Re: Saved checkpoints not found

Post by bruce »

It looks like you may be experiencing a permissions problem. Are the files in var/lib/fahclient owned by the same user that is starting FAHClient?
The checkpoint files should have been written in /var/lib/fahclient/work/?? and should be readable when FAHClient is started in /var/lib/fahclient as it appears you have done to create that log.
sashawe
Posts: 10
Joined: Wed Aug 21, 2019 3:05 pm

Re: Saved checkpoints not found

Post by sashawe »

Thanks for the speedy reply bruce!
I checked the permissions in those folders now.
It seems to me that the work folder is accessible to all. I don't know if I'm missing something.
This is what it looked like:

Code: Select all

sasha@sashaspc:/var/lib/fahclient$ ls -la
total 32
drwxrwxr-x  6 fahclient root 4096 aug 22 08:51 .
drwxr-xr-x 86 root      root 4096 aug 17 20:27 ..
drwxrwxrwx  2 fahclient root 4096 aug 21 16:52 configs
drwxrwxrwx  3 fahclient root 4096 aug 17 20:27 cores
drwxrwxrwx  2 fahclient root 4096 aug 22 08:51 logs
-rw-r--r--  1 fahclient root 6224 aug 22 09:05 log.txt
drwxrwxrwx  3 fahclient root 4096 aug 22 08:51 work

sasha@sashaspc:/var/lib/fahclient/work$ ls -la
total 64
drwxrwxrwx 3 fahclient root  4096 aug 22 08:51 .
drwxrwxr-x 6 fahclient root  4096 aug 22 08:51 ..
drwxrwxrwx 3 fahclient root  4096 aug 22 09:05 00
-rw-r--r-- 1 fahclient root 32768 aug 22 09:05 client.db
-rw-r--r-- 1 fahclient root 16928 aug 22 09:05 client.db-journal
bruce
Posts: 20824
Joined: Thu Nov 29, 2007 10:13 pm
Location: So. Cal.

Re: Saved checkpoints not found

Post by bruce »

well, that looks right provided you're starting FAHClient with the script provided (which logs on as user "fahclient")

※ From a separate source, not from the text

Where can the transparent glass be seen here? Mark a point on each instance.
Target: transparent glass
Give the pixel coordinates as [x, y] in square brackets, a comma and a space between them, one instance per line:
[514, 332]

If the WU that is active (or was when FAHClient was shut dow) happens to be WU00, the checkpoints should be inside of work/00.
sashawe
Posts: 10
Joined: Wed Aug 21, 2019 3:05 pm

Re: Saved checkpoints not found

Post by sashawe »

Ok. So it isn't a permissions problem then?
I just have the regular ubuntu install, no special scripts or anything.
In my /etc/passwd file this line has been added, so at least I know the user fahclient exists:

fahclient:x:128:65534:Folding@home Client:/var/lib/fahclient:/usr/sbin/nologin
bruce
Posts: 20824
Joined: Thu Nov 29, 2007 10:13 pm
Location: So. Cal.

Re: Saved checkpoints not found

Post by bruce »

The script should have been installed when FAHClient was installed. etc/init.d/FAHClient start should start FAHClient as a service running as the user fahclient who owns those files. You don't start it under your own userid. Then you (as your normal userid) use FAHControl to manage what it's doing.
sashawe
Posts: 10
Joined: Wed Aug 21, 2019 3:05 pm

Re: Saved checkpoints not found

Post by sashawe »

Yes, I can confirm there is a script /etc/init.d/FAHClient.
bruce
Posts: 20824
Joined: Thu Nov 29, 2007 10:13 pm
Location: So. Cal.

Re: Saved checkpoints not found

Post by bruce »

Kill FAHClient if it appears in "top" but it's not working. (It never uses very much CPU, so look for one or more FAHCore* which either is or is not use CPU resources.) Run su /etc.init.d/FAHClient start then check if things are running -- and ultimately, does it find checkpoints?
sashawe
Posts: 10
Joined: Wed Aug 21, 2019 3:05 pm

Re: Saved checkpoints not found

Post by sashawe »

bruce wrote:Kill FAHClient if it appears in "top" but it's not working. (It never uses very much CPU, so look for one or more FAHCore* which either is or is not use CPU resources.) Run su /etc.init.d/FAHClient start then check if things are running -- and ultimately, does it find checkpoints?
I dont't understand why I should do this. I can already see the client is running, I have FAHControl installed and it works fine, except for saving checkpoints - I haven't seen any lines in the log file about saving checkpoints in the recent logs, although I thought I saw it earlier. But maybe that was just me confusing chekcpoints with the progress of the WU:s.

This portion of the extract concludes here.